Even if you have never stepped foot onto a plane, never breached the borders of your home country or never felt the warm embrace of sand, the cold clutches of snow or a sea-breeze to chill your face - we don't need to have experienced it to know it. London, Rome, Paris, New York and Tokyo are parts of the world that everyone's been to - even if they haven't.
Okay, maybe we've not actually been there, but we know what these places feel like. From postcards to paintings, from novels to film - we know much more than just the monuments. In a global world of fast-moving media and in-depth access to art and news - we travel the world faster than a lie. Arriving in Rome is stepping into a film. The same happens in Paris and in almost every other major city. It's great to be there, but s persistent sense of deja-vu clouds everything.
New York, maybe more than any other, is a place of mythology.

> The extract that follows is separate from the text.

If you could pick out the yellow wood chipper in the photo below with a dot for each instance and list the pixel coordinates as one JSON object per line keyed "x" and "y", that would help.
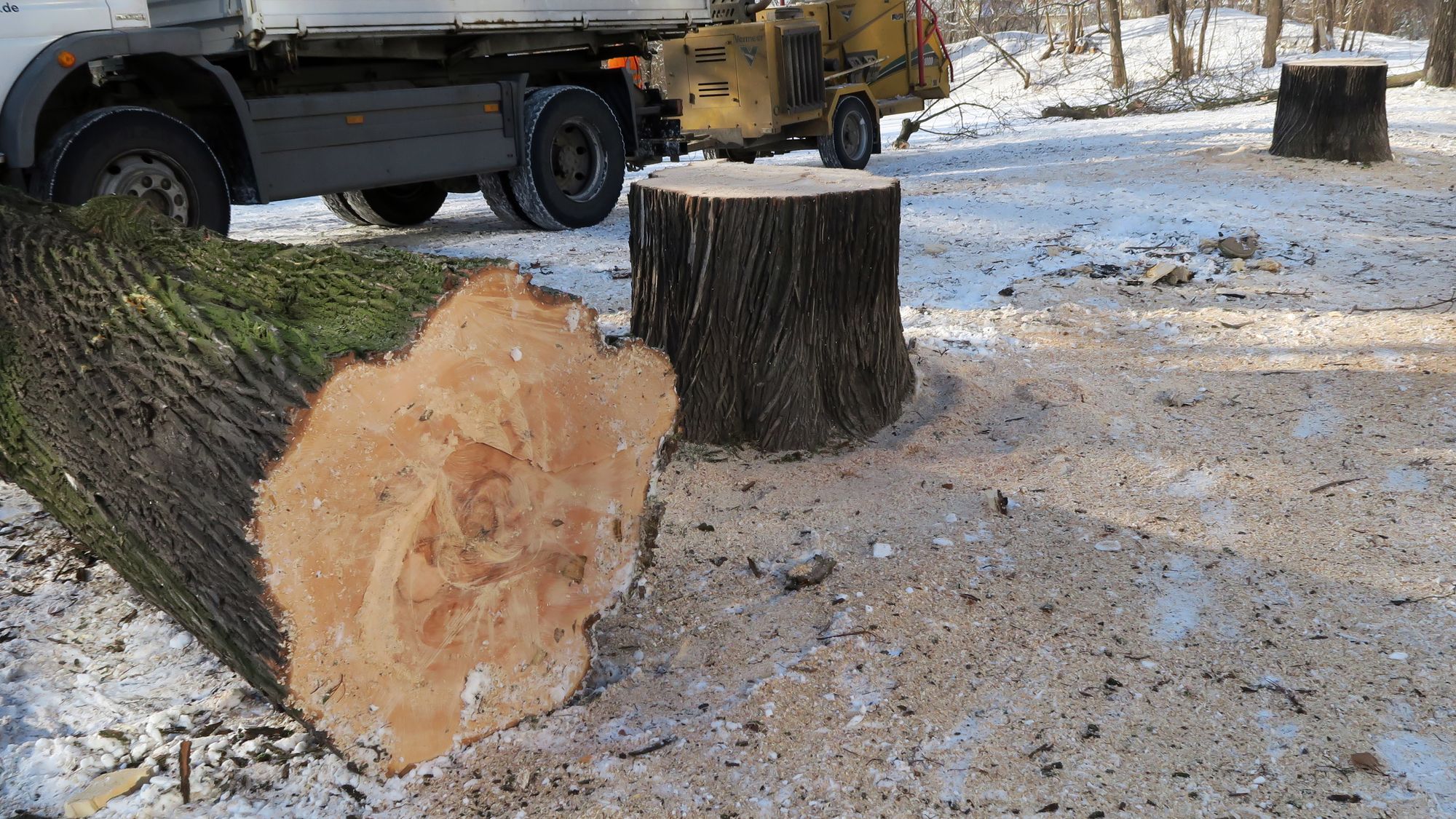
{"x": 772, "y": 79}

It's spirit, broken into boroughs and buildings, film scenes and friend's stories, all illustrate what kind of environment we can expect. Nothing beats going there, but it's only by consuming the related media that we have really been there. Just visiting isn't enough.There's always more perspectives.
It's a city that's given us so much. From the smokey jazz bars of Kerouac's 1950s and 1960s late-night wanderings, to the emergence of glam and punk in the 70s at CBGB's up to the Beastie Boys bestial beats and Travis Bickle's search for redemption/vengeance in Taxi Driver. The depictions in art are immersive and highlight the power of New York as a an idea as much as a city. Probably moreso than any other it holds a dual-identity. It's complex - but when the sun goes down, something else comes out.
Chaos and the disorganized is a fertile ground for life. From this intangible place we see hedonism and debauchery rise, yet also great feats of creativity manifest from such circumstances. It's only when the options are limited that people can make something happen. After all, neccessity is the mother of invention.
So here we are, in the dazzling lights and smoke of New York's nighttime. Cigarettes illuminate points of light like little fireflies dancing in conversation. Grates spew out heavy clouds of smoke and windows reflect the lights of passing cars as they do battle with the buzzing neon glow of cinemas, strip clubs and pizza joints. It is a majestic zoo of human animals. It's also one of the most incredible sights in the built world. It's these sights, in a myriad of ways, that Jane Dickson collects in her recent book Jane Dickson in Times Square.
Her voice has been consistent throughout the years, where the city has nurtured eras of punk to hip-hop and weathered episodes of AIDS, gun-violence and political unrest. In an apartment, living with her two children, she captured the life that unfolded around her on any surface she had available - from photographs to charcoal drawigns on scraps and brillo pads. Her art was her way out and our way in.
Her work is first and foremost that of a person, namelessly drifting through the vibrant streets and documenting the cities beating heart. It's also a female voice, one she embodied deeply within her own form and feeling. Her paintings, drawings and sketches explore "the constructed world, and its psychological freight, the social structuring of desire and its disruption by the uncanny." In this way, she is a shadowy apparition observing, feeling, knowing, yet crucially, always aiming to understand and convey.
Times Square has been her muse. It's where she worked for over 30 years. Her drawings, utilising unorthodox surfaces, give life to the city that already features it abounds. Her neon pastel palette immerses us deep into the night-world. We too become a flâneur - removed yet also seduced by the palpable vibrant chaos that dances all around. New York is a city that we've all been to, yet through her eyes, we are given a fresh perspective and one that perhaps can never truly be understood or believed until it has been seen. Her work then, is almost like an invitation, signed - Jane Dickson R.S.V.P.